Jeff Wallace Nordgaard  (born February 23, 1973) is an American-born naturalized Polish former professional basketball player.

Early life
Nordgaard's father, John Nordgaard, was a biology teacher and guidance counselor at Dawson-Boyd High School and at one time its head basketball coach. When playing basketball at Dawson-Boyd High School in 1990, as a junior, Jeff scored 41 points in an 86–78 win over Canby, to set a new team record. In 1991 he became the first player in Minnesota state history to achieve a quadruple double.

Basketball career
He played college basketball for the Green Bay Phoenix at the University of Wisconsin–Green Bay. He finished his college hoops career in March 1996 and in May was named "Basketball Man of the Year" in Wisconsin.
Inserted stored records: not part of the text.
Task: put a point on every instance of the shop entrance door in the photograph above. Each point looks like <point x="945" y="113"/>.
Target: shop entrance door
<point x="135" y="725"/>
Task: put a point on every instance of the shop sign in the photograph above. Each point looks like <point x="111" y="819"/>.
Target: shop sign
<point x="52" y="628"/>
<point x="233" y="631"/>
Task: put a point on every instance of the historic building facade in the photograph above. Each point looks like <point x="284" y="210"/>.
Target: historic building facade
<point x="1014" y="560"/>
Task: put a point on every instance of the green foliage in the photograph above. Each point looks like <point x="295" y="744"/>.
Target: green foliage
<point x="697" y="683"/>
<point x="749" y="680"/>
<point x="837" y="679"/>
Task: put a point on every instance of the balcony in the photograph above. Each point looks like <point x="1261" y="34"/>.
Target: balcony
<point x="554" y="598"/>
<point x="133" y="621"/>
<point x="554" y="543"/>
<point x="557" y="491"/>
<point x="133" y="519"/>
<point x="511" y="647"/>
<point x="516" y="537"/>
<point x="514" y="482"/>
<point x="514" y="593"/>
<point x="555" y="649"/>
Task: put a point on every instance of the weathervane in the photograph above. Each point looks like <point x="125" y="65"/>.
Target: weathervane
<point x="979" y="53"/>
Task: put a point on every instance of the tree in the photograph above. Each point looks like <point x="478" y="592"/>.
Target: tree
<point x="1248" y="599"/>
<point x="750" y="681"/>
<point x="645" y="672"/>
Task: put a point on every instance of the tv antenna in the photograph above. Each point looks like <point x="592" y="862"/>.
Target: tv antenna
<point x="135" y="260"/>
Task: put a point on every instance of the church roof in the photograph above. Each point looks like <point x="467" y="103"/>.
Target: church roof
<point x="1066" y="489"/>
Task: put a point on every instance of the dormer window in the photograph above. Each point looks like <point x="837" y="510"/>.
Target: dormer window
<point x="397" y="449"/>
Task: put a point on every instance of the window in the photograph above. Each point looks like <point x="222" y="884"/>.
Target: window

Nordgaard was drafted by the Milwaukee Bucks in the second round of the 1996 NBA draft. He began his professional career in Europe, spending the 1996–97 season with two clubs, Dijon (France) and Patronato Bilbao (Spain 2nd). The following season he briefly played for the Bucks before finishing the season with the CBA's Fort Wayne Fury.

Nordgaard then returned to Europe, first going to Viola Reggio Calabria in Italy for the 1998–99 season, where he was a teammate of future NBA star Manu Ginóbili. The next season he returned to France with Besançon BCD. Nordgaard briefly returned to America in 2000 with the Indiana Legends in the ABA before signing a contract that brought him back to France with Chalon.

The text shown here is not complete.